Solution for Subtask-2
This subtasks limits N i.e the number of vertices in the tree to 103.
Approach
Since, we now have a O(N^2) window now, we can run a breadth-first search from each vertex.
This breadth first search will explore all the paths starting from any vertex, lets call the vertex i.
So, if vertex j is not visited. It will assign the weight of the path ending at j as dis[j]. More formally, dis[j] = (dis[p]*edge\_Weight(j,p))%M where p is the vertex which has direct connection with j and lies in the path(i,j). We will run bfs for all such i vertices and add up the answer for all of them. Let us look at the below pseudo code to understand it better.
Pseudo Code
lli ans = 0;
for ( int i = 0; i < n; i++ ) {
queue <int> q;
q.push(i);
vis[i] = i+1;
dis[i] = 1;
while ( !q.empty() ) {
int f = q.front();
q.pop();
for ( int j = 0; j < (int)v[f].size(); j++ ) {
if ( vis[v[f][j].first] == i+1 ) continue;
vis[v[f][j].first] = i+1;
dis[v[f][j].first] = (dis[f]*v[f][j].second)%m;
q.push(v[f][j].first);
}
}
for ( int j = 0; j < n; j++ ) ans += (dis[j] == 0);
}
ans = ans/2;
But this will surely timeout in case N is little larger.
Solution for Subtask 3:
The catch to this subtask is the constraint on M which is 500. It can only have at max 4 distinct prime factors.
Approach
Lets take a path consisting of 3 vertices in which we have one edge from 1 ↔ 2 having weight 3 and another edge from 2 ↔ 3 having weight 5. Let’s take M as 30. Then, it as three distinct prime factors {2,3,5} which means our path will be represented as a frequency list of these primes. In our case , the product of the weights on path is 3^1 * 5^1 = 15. So, it will be represented as {0,1,1}. In case, the product was 45, then also it would have been represented as {0,1,1}. We won’t let any frequency in frequency list of given exceed the corresponding frequency for M which is {1,1,1} because it will anyway be divisible.

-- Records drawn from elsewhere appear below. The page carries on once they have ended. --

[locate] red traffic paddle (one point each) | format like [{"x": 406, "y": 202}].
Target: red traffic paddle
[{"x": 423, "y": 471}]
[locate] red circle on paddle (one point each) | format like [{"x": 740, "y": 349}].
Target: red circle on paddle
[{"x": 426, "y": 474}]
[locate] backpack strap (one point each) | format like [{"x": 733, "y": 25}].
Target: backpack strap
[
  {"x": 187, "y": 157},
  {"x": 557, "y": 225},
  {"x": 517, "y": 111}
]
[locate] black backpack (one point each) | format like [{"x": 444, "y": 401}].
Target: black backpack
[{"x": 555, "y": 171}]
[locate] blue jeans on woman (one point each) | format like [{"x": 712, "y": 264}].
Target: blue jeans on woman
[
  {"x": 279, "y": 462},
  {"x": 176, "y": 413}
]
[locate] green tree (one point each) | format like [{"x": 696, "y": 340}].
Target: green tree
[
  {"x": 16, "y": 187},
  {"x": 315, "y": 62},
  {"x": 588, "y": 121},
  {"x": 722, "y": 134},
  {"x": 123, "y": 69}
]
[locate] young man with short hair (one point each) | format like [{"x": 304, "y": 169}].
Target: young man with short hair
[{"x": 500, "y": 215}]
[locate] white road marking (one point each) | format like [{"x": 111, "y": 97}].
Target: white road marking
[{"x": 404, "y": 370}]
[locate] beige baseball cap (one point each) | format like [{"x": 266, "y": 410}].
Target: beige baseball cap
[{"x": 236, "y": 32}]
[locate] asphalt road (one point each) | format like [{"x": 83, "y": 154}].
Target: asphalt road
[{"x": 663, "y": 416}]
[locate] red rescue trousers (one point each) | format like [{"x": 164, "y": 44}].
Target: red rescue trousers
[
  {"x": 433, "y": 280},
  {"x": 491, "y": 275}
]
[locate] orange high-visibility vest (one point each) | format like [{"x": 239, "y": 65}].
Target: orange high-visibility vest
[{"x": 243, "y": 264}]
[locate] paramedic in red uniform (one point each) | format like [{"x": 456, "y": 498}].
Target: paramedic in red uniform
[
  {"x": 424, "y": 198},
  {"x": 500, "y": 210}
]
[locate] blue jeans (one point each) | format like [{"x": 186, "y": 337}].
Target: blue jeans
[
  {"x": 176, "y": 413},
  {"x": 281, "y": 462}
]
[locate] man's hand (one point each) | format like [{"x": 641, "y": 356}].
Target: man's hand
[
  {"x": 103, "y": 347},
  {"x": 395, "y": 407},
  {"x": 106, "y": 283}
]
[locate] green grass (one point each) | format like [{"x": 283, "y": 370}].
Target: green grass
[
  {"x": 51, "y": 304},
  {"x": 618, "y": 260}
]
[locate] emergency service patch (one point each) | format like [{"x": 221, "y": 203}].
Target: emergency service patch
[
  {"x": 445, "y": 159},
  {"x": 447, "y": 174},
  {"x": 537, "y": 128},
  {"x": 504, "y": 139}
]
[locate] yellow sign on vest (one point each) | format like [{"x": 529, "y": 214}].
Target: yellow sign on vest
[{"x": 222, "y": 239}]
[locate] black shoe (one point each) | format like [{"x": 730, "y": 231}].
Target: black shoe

At each vertex, we keep the count of distinct frequency lists of paths starting from itself and ending at any of the vertex present in its subtree.
For e.g :-
Consider that M = 120.
Then prime_factors = {2, 3, 5}. Now take a tree of the following form :-
5
1 2 4
1 3 3
1 4 5
3 5 10
The HashMap with key-value pair at vertex 1 will be of the following form where key represents the frequency list and value represents the count of that particular frequency list.
[ {2, 0, 0}, 1), ({0, 1, 0}, 1), ({1, 1, 1}, 1), ({0, 0, 1}, 1} ]

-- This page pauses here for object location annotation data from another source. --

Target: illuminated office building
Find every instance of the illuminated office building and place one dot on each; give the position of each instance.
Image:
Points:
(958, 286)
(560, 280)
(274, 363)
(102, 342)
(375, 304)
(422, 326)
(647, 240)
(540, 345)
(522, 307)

Now, the main task is to count the number of paths at each vertex and add it up to the final answer.
so, for each vertex, we need to consider it’s every child such that one part of the path goes through that child and the other path goes through some other child in its subtree.

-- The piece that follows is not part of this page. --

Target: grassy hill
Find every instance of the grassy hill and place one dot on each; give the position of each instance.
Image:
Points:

Let’s say all the paths contributed by a particular child be stored in map <vector <int>, int> child and all the paths contributed by parent without this particular child be sorted in map <vector <int>, int> parent.
Let’s count the total paths such that one part of the path goes through that child and the other path goes through some other child in its subtree.
Pseudo Code
void count_it(map< vector<int>, int> parent, map< vector<int>, int> child)
{
map< vector<int>, int>::iterator it, iter;
for(it = parent.begin(); it!= parent.end(); ++it)
{
for(iter = child.begin(); iter!= child.end(); ++iter)
{
bool check = true;
for(int i = 0; i<prime_c.size();++i)
{
if((it->first[i]) + (iter->first[i]) < prime_c[i])
{
check = false;
break;
}
}
if(check)
total_ans += 1ll*(it->second) * (iter->second);
}
}
}
Here, prime_f and prime_c denote the prime factors of M and theiry frequency list respectively.
So, we are iterating all pairs of paths in both the HashMaps and we are checking if multiplying them both would lead to higher powers compared to the powers of all primes in frequency list of M. If thats the case, we can take one such path from parent and one such path from child. So, total number of ways will be Comb(paths_from_parent, 1) * Comb(paths_from_child,1).
For details on the implementation have a look at the tester’s solution.
COMPLEXITY
Overall complexity should be around O(N*P) which is enough to pass all kinds of subtasks stated in the problem. Here, constant P is atmost 500.